My question for the reader is should we discourage recycled/recyclable plastic? Peggy and I have a small online store that sells some recycled plastic items, bowls & utensils and we sell BioBags biodegradable plastic-like bags for the kitchen. They are all great products, but are they equally bad for the environment as virgin plastic? My thought is no, but they may not be much better for the environment than virgin plastic.

While I still think that as a nation & society, in the mean-time, we need to recycle all plastic that exists, but we really have to stop making any new plastic.

We as consumers need to demand better packaging options from wherever we buy anything. Write that letter to Costco, Target, & Wal-Mart to stop selling items packaged in plastic or items made from virgin plastic. If you buy durable items like benches, picnic tables or waste baskets, buy ones that are not plastic preferably or made from recycled plastic as a second choice. Look for the products that have recycling information on the package, if there isn’t any, don’t buy it.

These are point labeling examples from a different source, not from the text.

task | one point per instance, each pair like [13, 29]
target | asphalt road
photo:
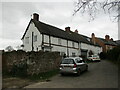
[102, 74]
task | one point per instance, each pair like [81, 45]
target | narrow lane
[102, 74]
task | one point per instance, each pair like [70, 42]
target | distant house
[106, 44]
[41, 36]
[87, 46]
[119, 22]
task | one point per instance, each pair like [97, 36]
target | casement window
[73, 44]
[35, 38]
[27, 40]
[59, 41]
[73, 54]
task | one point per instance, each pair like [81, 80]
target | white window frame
[59, 41]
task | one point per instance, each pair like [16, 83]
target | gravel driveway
[102, 74]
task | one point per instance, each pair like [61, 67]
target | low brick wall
[30, 62]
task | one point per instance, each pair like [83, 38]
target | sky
[15, 16]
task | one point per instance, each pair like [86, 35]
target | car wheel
[62, 74]
[78, 72]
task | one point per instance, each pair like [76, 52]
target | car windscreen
[67, 61]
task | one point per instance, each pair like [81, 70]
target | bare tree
[92, 7]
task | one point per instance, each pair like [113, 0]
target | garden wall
[30, 63]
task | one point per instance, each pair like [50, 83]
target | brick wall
[35, 62]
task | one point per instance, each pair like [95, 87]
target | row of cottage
[41, 36]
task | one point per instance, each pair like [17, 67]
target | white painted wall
[54, 42]
[28, 47]
[119, 23]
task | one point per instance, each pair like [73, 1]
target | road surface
[102, 74]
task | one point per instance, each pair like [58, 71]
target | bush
[102, 55]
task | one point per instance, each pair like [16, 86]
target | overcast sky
[16, 16]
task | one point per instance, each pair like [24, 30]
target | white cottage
[41, 36]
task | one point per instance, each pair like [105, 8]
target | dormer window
[59, 41]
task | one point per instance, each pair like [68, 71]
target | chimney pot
[76, 31]
[36, 16]
[67, 29]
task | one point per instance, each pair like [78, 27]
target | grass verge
[10, 81]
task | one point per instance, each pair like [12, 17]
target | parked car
[74, 65]
[94, 58]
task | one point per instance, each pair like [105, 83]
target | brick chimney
[76, 31]
[36, 16]
[107, 37]
[67, 29]
[93, 38]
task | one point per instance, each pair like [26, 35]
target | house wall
[119, 23]
[94, 49]
[62, 47]
[37, 44]
[65, 46]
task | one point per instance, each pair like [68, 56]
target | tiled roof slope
[108, 42]
[56, 32]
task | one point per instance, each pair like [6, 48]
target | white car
[94, 58]
[73, 65]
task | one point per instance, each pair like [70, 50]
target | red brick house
[106, 43]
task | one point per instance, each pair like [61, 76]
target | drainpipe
[32, 41]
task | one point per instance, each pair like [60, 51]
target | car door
[80, 64]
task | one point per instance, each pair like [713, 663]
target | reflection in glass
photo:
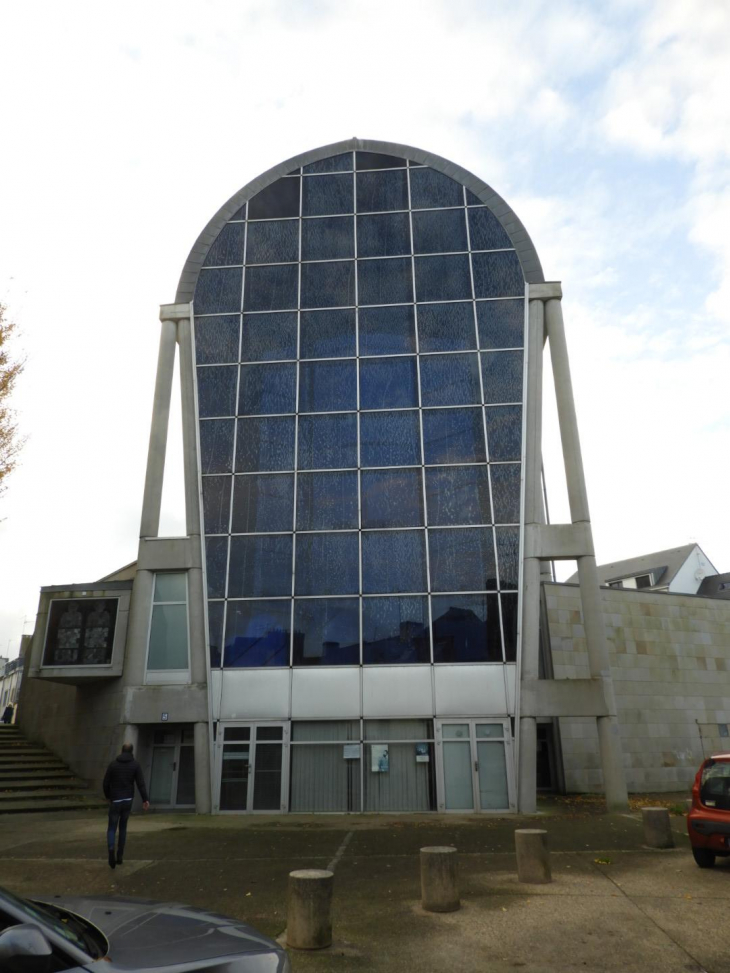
[395, 630]
[265, 443]
[466, 628]
[457, 495]
[462, 560]
[327, 632]
[393, 561]
[257, 633]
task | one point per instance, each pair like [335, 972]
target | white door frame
[472, 721]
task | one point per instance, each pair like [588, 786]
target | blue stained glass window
[271, 288]
[215, 631]
[327, 632]
[392, 498]
[395, 631]
[216, 565]
[328, 334]
[502, 376]
[257, 633]
[386, 281]
[382, 191]
[260, 565]
[327, 501]
[383, 235]
[267, 389]
[462, 560]
[431, 189]
[506, 493]
[327, 386]
[466, 628]
[508, 552]
[264, 444]
[498, 275]
[444, 278]
[387, 330]
[330, 238]
[501, 324]
[217, 391]
[327, 442]
[328, 284]
[227, 248]
[389, 439]
[486, 232]
[453, 436]
[216, 504]
[218, 291]
[269, 337]
[328, 196]
[393, 561]
[446, 327]
[216, 446]
[439, 231]
[280, 199]
[327, 564]
[450, 380]
[458, 495]
[504, 432]
[272, 242]
[334, 163]
[216, 339]
[263, 503]
[388, 383]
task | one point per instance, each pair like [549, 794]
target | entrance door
[250, 769]
[476, 765]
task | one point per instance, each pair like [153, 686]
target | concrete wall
[670, 662]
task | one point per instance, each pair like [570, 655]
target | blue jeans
[118, 815]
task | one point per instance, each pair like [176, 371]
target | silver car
[101, 935]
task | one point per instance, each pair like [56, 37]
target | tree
[10, 441]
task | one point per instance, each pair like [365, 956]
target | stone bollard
[309, 901]
[439, 879]
[657, 827]
[533, 857]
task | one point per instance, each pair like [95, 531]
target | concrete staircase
[34, 779]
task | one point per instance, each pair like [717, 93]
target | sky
[605, 125]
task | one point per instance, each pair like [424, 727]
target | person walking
[121, 776]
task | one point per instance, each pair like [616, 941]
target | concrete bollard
[308, 909]
[657, 827]
[439, 879]
[533, 857]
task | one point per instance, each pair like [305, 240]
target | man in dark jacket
[121, 776]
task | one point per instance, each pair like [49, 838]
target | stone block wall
[670, 662]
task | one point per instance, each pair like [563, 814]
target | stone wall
[670, 661]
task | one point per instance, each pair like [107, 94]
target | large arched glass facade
[359, 344]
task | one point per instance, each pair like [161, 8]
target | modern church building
[353, 619]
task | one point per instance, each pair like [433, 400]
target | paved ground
[614, 905]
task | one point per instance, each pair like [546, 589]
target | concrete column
[308, 909]
[614, 778]
[533, 857]
[152, 500]
[657, 827]
[439, 879]
[530, 651]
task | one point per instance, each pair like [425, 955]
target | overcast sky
[605, 125]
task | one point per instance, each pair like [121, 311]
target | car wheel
[704, 857]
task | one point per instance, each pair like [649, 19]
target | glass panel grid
[370, 541]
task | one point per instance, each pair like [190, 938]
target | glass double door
[476, 767]
[250, 767]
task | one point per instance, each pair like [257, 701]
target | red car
[708, 823]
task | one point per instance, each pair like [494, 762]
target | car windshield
[715, 785]
[82, 936]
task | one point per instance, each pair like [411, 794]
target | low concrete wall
[670, 662]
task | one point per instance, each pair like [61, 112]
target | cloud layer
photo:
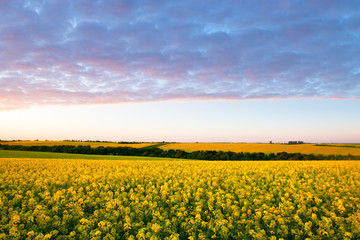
[84, 52]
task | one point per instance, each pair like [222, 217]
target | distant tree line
[157, 152]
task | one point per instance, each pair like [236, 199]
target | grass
[47, 155]
[325, 149]
[266, 148]
[77, 143]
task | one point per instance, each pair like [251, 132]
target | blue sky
[227, 70]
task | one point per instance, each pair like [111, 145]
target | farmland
[127, 199]
[329, 149]
[78, 143]
[324, 149]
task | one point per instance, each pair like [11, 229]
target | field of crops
[331, 149]
[107, 199]
[77, 143]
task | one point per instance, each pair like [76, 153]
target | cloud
[74, 52]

We as citizens should pass laws to limit the manufacture of virgin plastic. Until plastic can be recycled and re-recycled like aluminum cans, no consumer item can be made from virgin plastic. All plastic products and packaging should have recycling information on it. More money needs to be spent on recycling programs and more research into the health risks that plastic in the environment creates. Existing plastics need to be recycled into fence posts, telephone poles or something that doesn’t get thrown into a landfill or worn down into microscopic bits that end-up in our food, water, and us.

Chemicals from plastic are in our food chain, therefore in us and in our children. It may be a small thing for one person to write a letter or use a reusable cup, or recycle a yogurt cup, but when all of us do it we become a market force and it makes the governments and corporations react in a positive way.